What happened Saturday night in the Sochi Olympic stadium defied earthly norms in enough ways that it wound up altering the brain until the scene looked misshapen.
So it finally kind of made a demented sense in the 95th minute when the whole thing drifted into psychedelia, as Germany’s relieved players went streaming down the sideline to heave into a festive pile in the stadium corner, having just beheld Toni Kroos’s whiplash winner.
They did so as German fans boomed a sound German fans never boom, that unmistakable sound of escape.
What in the World Cup was this 2-1 win by Germany over Sweden?
It was a second group game that came off feeling like some gasping semifinal or some death scrap in a prairie.
It was an event that gave its 44,287 witnesses an experience nobody ever has, that of seeing Germany — Germany, that staple of reliability! — running around all night on a precipice, when the whole idea of Germany is often about the avoidance of precipice.
It was a night spent with a defending World Cup champion that hasn’t fallen short of a semifinal this century looking like it might be eliminated after two first-round losses — as it would have if Sweden’s 1-0 halftime lead had held — or if it might drift near the early-exit door, as it would have with a draw on Saturday.
Now Germany has three points in Group F alongside Sweden behind front-running Mexico on six, even as the people who saw it play Sweden will carry home memories soccer fans so seldom have.
They saw a German defense — the German defense, that bulwark of life on Earth! — look downright harum-scarum against the Swedish counterattack.
They saw Germany’s Jerome Boateng look so hopeless that in the 12th minute he had to shove Sweden’s Marcus Berg on a breakaway, and should have gotten carded there with Sweden taking a penalty kick, yet didn’t, yet somehow managed two other cards anyway to depart the premises in the 82nd minute.
Then they saw Germany operate with 10 men from there, yet still hang out around the Swedish goal as if it had 12, so that Germany’s 77-percent possession sometimes felt like 101.

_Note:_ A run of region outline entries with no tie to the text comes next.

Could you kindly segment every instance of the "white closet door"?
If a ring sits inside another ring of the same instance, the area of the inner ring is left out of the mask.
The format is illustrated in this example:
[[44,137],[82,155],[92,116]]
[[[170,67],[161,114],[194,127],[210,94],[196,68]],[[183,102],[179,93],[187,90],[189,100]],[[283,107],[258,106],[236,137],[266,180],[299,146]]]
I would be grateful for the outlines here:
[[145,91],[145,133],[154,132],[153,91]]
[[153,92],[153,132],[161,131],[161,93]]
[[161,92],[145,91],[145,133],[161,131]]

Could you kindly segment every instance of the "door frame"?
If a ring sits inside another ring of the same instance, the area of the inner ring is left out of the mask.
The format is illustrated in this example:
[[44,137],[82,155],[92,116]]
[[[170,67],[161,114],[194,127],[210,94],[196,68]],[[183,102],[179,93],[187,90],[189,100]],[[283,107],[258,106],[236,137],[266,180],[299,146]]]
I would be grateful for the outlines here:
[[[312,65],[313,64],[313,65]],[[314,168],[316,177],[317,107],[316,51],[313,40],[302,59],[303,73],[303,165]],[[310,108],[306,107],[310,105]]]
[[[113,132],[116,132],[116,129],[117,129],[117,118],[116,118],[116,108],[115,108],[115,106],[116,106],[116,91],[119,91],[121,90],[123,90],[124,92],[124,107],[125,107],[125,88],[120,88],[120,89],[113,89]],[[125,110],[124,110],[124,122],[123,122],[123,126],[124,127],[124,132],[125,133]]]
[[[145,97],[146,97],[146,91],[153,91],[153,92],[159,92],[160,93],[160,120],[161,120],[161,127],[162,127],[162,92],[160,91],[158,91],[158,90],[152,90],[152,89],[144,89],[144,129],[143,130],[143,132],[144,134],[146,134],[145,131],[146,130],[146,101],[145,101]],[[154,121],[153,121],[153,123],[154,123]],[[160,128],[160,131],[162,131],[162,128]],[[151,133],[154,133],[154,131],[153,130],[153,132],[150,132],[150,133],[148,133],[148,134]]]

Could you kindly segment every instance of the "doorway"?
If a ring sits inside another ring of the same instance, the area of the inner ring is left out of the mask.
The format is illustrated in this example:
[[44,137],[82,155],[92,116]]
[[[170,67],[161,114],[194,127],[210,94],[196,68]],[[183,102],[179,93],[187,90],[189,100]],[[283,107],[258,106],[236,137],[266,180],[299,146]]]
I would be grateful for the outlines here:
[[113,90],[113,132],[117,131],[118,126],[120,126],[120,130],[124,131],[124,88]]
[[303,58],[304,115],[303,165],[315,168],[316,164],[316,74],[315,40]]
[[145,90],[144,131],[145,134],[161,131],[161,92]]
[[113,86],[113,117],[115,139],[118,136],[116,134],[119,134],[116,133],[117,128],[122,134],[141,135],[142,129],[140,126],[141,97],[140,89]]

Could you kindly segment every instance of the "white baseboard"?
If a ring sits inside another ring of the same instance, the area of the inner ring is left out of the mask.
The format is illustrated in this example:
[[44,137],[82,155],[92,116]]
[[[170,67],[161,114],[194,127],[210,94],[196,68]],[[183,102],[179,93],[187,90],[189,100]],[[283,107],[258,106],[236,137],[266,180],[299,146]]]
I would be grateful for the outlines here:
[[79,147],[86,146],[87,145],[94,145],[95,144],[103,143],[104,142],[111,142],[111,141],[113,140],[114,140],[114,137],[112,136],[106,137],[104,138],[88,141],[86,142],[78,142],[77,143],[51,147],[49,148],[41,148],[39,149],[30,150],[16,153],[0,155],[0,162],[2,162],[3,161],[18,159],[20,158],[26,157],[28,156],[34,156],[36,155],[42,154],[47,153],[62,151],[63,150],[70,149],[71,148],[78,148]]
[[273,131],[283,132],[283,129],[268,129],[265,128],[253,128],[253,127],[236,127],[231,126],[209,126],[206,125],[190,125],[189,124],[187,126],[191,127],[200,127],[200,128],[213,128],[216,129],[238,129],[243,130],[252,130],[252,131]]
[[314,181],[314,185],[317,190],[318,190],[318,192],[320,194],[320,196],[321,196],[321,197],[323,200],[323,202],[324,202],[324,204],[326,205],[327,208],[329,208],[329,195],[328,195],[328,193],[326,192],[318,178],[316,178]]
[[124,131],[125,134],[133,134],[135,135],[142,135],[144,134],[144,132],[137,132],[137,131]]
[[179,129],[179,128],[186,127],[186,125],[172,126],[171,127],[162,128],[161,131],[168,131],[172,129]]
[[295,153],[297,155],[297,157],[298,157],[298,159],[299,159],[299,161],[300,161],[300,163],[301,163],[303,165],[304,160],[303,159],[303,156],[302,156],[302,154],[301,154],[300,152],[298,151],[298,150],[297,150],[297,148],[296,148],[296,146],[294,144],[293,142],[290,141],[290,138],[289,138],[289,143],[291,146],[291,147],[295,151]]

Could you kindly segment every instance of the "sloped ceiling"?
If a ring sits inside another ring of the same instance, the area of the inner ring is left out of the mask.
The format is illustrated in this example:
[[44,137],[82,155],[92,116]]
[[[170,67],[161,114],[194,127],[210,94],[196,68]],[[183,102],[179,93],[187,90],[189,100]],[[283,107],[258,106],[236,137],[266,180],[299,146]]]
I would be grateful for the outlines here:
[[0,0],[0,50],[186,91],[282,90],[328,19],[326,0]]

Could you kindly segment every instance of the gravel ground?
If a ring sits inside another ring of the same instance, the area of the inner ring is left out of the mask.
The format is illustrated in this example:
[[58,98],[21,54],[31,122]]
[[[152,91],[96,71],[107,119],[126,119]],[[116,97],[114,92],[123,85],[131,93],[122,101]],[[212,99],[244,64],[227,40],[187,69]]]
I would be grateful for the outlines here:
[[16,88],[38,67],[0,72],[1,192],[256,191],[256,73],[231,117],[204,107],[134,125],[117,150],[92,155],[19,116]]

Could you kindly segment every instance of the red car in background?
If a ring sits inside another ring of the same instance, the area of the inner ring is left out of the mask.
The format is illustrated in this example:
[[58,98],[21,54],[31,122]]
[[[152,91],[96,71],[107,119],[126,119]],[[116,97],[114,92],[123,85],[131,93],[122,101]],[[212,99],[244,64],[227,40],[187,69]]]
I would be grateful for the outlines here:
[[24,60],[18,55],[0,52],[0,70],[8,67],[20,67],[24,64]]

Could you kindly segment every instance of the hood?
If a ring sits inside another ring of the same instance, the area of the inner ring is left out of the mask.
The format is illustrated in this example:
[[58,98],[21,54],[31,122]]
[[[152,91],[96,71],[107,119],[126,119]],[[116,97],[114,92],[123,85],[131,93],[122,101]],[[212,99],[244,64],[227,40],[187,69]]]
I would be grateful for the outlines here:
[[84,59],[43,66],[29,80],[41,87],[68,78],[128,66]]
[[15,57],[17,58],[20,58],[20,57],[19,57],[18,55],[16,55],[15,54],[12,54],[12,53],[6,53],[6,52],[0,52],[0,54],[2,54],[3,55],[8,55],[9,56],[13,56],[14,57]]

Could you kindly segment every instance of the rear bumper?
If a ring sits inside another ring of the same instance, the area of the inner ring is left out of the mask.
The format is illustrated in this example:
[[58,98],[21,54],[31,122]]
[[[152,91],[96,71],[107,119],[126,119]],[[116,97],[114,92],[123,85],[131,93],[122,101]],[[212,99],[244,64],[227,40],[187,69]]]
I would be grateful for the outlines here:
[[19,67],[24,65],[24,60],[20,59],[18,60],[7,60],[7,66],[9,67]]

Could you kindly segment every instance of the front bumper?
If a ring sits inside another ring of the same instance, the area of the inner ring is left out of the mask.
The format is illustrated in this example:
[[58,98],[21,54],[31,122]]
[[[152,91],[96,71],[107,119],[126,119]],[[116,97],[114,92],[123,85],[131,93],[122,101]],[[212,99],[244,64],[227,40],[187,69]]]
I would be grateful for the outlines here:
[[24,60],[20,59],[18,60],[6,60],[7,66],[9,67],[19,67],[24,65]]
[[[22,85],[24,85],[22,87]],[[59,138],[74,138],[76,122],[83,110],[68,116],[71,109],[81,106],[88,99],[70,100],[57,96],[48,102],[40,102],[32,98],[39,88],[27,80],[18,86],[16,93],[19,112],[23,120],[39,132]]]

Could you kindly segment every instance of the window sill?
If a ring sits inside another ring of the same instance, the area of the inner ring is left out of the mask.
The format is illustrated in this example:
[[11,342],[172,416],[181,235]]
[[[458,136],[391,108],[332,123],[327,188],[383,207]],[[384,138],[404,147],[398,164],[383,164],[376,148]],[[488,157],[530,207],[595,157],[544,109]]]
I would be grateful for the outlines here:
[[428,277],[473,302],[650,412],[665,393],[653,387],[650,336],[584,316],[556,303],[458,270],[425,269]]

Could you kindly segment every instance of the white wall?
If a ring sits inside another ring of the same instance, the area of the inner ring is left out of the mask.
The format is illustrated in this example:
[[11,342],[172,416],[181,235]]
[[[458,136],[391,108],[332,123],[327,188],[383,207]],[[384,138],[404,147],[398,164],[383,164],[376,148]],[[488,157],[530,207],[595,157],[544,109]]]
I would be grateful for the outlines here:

A fine mass of passes around the box in the 88th minute established Mario Gomez’s header that goalkeeper Robin Olsen saved, and another threat in the 92nd wound up with Julian Brandt driving from 20 yards and smacking the right post of the goal.
In the last group F matches, Mexico plays Sweden on Wednesday, 27th June 2018 in Yekaterinburg.
South Korea will face off with GermanyMexico in Kazan at the same time.